しかし、民・民の関係の場合、役所の出番はありません。

その場合、専門家の団体、弁護士会、行政書士会の連絡先を教えて終わりです。

または、その団体でやっている無料相談会を案内されます。

士業という専門家

次に、専門家というもの、特に士業がどういうものかについて説明いたします。

士業というのは、ナントカ士というように名称の終わりが「士」になっているものです。

ざっくり説明しますので、ここでイメージをつかんでしまってください。

・税理士:税金の申告、税金の相談をお願いする人

・弁護士:裁判の手続きとか争いの代理人をお願いする人

・司法書士:登記の手続き、裁判所に出す書類の作成をお願いする人

・社会保険労務士:労働法で決められている書類の作成をお願いする人

そして、行政書士は、その他全部という感じで、役所に出す書類を作ったり、契約書とか相続手続きの書類も作ります。

ちなみに、行政書士は茨城県内で1100人。本当に身近にいるので、是非活用していただきたいと思います。

もちろん行政書士でなくてもいいです。

この人にたのむと何でも相談に乗ってくれる。

かかりつけのお医者さんのように何でも相談できるような専門家を見つけてキープしてください。

じゃあ、どういう人がいいのか?

これは、話しやすい環境を作ってくれる人につきます。

・腰が低くて礼儀正しい
・明るい
・聞き上手
・口をはさんだり知識をひけらかしたりしない
・カンタンな言葉で説明してくれる

そういう人は、いろいろな専門家とネットワークもできているので、自分の専門外の質問とか相談だったとしても、その道の専門家を紹介できます。

ワンストップサービスという言葉があります。

「この話は自分じゃないよ」「○○士のところで行って」で終わりではなくて、専門の○○士を紹介しましょうかと言ってくれる人が理想です。
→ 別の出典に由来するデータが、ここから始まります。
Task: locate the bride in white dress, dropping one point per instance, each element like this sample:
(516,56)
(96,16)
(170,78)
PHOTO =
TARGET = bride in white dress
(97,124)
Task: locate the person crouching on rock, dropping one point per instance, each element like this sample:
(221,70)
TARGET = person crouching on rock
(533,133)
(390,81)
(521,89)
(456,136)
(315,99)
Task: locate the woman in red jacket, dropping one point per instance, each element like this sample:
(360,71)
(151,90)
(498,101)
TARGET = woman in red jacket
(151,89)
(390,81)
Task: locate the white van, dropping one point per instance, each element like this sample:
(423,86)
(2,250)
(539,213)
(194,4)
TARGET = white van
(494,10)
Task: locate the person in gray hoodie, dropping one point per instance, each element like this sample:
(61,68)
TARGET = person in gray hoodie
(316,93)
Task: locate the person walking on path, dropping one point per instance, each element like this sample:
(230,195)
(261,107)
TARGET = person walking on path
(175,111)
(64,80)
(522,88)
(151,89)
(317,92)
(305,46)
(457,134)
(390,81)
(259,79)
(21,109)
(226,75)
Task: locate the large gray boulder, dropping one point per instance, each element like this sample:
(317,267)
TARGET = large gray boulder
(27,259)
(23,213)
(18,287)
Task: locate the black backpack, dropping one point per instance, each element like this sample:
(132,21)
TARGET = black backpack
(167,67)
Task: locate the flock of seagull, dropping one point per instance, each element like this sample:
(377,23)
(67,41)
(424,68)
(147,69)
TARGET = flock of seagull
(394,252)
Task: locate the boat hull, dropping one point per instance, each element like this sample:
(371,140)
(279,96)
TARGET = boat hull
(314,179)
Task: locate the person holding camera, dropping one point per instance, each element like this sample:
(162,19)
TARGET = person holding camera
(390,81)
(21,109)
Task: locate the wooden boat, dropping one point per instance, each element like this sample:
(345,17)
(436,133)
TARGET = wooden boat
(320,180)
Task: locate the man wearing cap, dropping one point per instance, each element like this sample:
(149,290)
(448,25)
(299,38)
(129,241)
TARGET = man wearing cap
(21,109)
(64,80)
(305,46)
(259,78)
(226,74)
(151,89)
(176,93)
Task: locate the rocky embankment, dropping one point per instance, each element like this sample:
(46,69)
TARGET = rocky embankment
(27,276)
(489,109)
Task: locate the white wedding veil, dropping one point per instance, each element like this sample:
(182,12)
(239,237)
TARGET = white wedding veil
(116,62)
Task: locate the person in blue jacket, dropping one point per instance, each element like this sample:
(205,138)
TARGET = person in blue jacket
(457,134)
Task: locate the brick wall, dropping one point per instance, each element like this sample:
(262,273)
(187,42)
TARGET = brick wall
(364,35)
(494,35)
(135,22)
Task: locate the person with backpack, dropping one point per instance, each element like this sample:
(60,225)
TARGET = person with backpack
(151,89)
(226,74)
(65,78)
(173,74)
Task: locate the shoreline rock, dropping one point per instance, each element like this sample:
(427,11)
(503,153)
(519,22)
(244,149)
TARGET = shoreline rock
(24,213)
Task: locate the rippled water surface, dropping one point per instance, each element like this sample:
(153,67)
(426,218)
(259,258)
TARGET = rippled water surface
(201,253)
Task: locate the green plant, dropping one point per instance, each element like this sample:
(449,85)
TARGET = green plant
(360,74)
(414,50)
そういうことを昨年、あるセミナーでお話していたら、そんな人いるのと言われました。

ネットで検索してもなかなか分かりません。そういう人がいないかとまわりの方に言い続けてください。情報発信すれば必ず見つかると思います。

ここまでが本題となりますが、ごくあたりまえの常識を持って、あたりまえに行動する。これだけが私の言いたかったことです。

この他にも子供たちに伝えなければならないと思うことが2つあります。それは、情報リテラシーとファイナンスです。

情報リテラシー

ネットのない時代は、テレビと新聞が主な情報源で、調べたいことがあれば図書館に行って調べるというものでした。

ネット革命が進んで、ニュース記事、そして雑誌の記事もネットで見ることができるようになりました。

新聞の1面を見る替わりに、検索サイトやSNSのトップページに出てくるニュースのトピックを見るという方が多いのではないのでしょうか。

ここには、どうでもよい記事や、ゴシップも並んでいるのですが、これらがヘッドラインであるかのような錯覚に陥ってしまいます。

さらに、「賞賛の声が多数」「数多くの批判ツィート」という表現が多く、価値判断を誘導する記事にのせられてしまう方って多いのではないでしょうか。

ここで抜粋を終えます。